I think the sales man is acctualy right as there is a sticker on every TT inside the door jamb stating the maximum height of a passanger. This means that insurance company would probalby not pay out if someone crashed in the back of you and hurt your rear passanger.


----------



## GaryG (Aug 21, 2016)

I agree: The salesman was being very sensible and responsible. He should be promoted so that he can serve as an example to others. There are too many salesmen who will say anything at all to sell a car.

He answered a question that was asked, and gave the only answer that is accurate.

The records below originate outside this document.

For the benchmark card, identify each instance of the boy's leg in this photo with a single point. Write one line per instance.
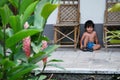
(86, 41)
(96, 47)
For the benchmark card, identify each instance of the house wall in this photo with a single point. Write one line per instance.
(89, 10)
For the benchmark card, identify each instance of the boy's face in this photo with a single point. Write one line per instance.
(89, 29)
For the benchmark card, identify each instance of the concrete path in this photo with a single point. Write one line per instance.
(103, 61)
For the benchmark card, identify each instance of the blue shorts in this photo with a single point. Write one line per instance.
(89, 44)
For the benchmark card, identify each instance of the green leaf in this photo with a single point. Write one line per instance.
(15, 23)
(115, 8)
(15, 3)
(39, 21)
(5, 13)
(50, 49)
(48, 9)
(55, 60)
(42, 77)
(24, 4)
(37, 57)
(18, 72)
(7, 63)
(28, 11)
(55, 65)
(36, 48)
(19, 36)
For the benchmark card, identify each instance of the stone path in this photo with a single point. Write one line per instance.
(103, 61)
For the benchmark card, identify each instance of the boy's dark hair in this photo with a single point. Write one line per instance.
(88, 24)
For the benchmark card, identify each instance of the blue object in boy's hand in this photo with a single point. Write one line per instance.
(90, 45)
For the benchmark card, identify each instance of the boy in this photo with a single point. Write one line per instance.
(89, 40)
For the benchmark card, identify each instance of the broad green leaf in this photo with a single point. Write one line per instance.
(38, 57)
(24, 4)
(19, 36)
(42, 77)
(5, 12)
(48, 9)
(15, 3)
(115, 8)
(50, 49)
(2, 2)
(39, 21)
(7, 63)
(28, 11)
(1, 34)
(17, 73)
(1, 51)
(15, 23)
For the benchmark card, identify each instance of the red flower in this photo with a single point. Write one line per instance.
(44, 60)
(44, 45)
(26, 46)
(27, 42)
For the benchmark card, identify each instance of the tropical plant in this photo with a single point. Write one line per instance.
(21, 48)
(115, 8)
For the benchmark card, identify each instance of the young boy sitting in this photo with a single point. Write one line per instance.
(89, 40)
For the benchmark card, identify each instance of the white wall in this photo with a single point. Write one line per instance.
(89, 9)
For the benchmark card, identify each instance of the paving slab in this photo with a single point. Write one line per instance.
(103, 61)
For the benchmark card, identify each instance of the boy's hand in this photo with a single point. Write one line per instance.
(81, 47)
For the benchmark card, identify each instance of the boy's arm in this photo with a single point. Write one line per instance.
(82, 40)
(96, 39)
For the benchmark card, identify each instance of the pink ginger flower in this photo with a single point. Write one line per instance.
(27, 42)
(44, 45)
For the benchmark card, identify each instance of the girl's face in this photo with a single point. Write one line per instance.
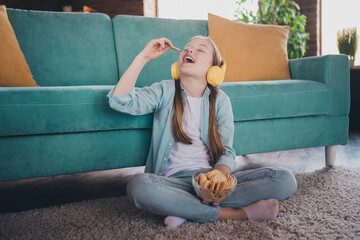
(196, 59)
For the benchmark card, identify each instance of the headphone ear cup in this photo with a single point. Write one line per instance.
(215, 76)
(175, 71)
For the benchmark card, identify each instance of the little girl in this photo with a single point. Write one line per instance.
(193, 128)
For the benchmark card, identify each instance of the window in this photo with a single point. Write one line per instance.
(195, 9)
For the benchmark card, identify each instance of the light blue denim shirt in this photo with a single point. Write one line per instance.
(158, 99)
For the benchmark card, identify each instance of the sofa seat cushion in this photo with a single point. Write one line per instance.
(49, 110)
(277, 99)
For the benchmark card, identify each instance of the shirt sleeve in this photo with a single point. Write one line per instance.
(225, 119)
(139, 101)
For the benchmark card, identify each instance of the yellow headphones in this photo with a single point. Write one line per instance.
(215, 76)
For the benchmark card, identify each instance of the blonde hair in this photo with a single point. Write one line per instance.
(216, 146)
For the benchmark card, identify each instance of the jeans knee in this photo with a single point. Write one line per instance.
(137, 188)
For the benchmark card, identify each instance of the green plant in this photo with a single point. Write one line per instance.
(347, 42)
(279, 12)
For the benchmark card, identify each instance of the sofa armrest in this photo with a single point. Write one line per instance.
(332, 70)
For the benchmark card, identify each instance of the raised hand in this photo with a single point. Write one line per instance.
(155, 48)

Had the buyer bought the car on the basis of having been told that the carriage of fully-grown adults in the rear was permissible, and then there had been an accident, the salesman's company would have found itself liable for a substantial proportion of any damages awarded (and this can run into £millions)

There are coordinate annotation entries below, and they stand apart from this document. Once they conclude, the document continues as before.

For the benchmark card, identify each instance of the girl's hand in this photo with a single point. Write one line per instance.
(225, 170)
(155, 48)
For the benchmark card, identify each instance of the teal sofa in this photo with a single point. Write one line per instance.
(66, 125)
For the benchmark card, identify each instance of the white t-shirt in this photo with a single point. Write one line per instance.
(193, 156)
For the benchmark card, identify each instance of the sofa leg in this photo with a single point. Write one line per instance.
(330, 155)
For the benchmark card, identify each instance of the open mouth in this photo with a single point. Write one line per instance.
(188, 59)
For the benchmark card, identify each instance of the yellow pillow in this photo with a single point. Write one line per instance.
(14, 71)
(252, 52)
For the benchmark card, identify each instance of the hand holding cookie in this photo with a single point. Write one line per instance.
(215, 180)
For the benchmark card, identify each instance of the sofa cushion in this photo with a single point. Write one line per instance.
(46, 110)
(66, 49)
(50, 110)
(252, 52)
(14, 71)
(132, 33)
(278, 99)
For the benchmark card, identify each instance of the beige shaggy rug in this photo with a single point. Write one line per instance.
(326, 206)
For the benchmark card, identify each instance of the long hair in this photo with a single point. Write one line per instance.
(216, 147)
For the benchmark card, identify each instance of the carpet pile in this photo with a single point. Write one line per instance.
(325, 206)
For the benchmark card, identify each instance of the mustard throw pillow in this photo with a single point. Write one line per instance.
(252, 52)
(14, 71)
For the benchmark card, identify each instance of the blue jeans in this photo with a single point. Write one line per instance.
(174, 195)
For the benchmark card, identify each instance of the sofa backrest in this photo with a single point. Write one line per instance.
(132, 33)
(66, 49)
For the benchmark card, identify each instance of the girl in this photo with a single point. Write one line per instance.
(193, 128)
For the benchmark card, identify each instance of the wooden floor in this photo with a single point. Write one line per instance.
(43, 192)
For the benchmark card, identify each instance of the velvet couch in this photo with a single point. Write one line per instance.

Regulation 40A of the Road Traffic Act 1988 introduced by the Road Traffic Act 1991 says:
A Person is guilty of an offence if he uses, or causes or permits another to use, a motor vehicle or trailer on a road when:
a) the condition of the motor vehicle or trailer, or of its accessories or equipment, or
b) the purpose for which it is used, or
c) the number of passengers carried by it, or the manner in which they are carried, or
d) the weight, position or distribution of its load, or the manner in which it is secured,
is such that the use of the motor vehicle or trailer involves a danger of injury to any person.[A1]

Regulation 100 of the Road Vehicles (Construction & Use) Regulations 1986 (SI 1986 No. 1078)
may apply.

This requires of a motor vehicle, and all its parts and accessories;
1.	the number of passengers carried, and the manner in which any passengers are carried in 
2.	or on a vehicle; and 
3.	the weight, distribution, packing and adjustment of the load of a vehicle, 
4.	to be at all times such that no danger is caused, or is likely to be caused, to any person in or on a vehicle or on a road.


----------



## Dash (Oct 5, 2008)

This thread is 10 years old! Anniversary update?


----------



## SwissJetPilot (Apr 27, 2014)

For a roadster, I'm pretty sure it's illegal. Then again, a little duct tape works great to keep them quiet back there. I'm not saying I've done that but I'm not saying I haven't. I think you know what I'm saying. :twisted:


----------



## Shug750S (Feb 6, 2012)

SwissJetPilot said:


> For a roadster, I'm pretty sure it's illegal. Then again, a little duct tape works great to keep them quiet back there. I'm not saying I've done that but I'm not saying I haven't. I think you know what I'm saying. :twisted:


 :lol:


----------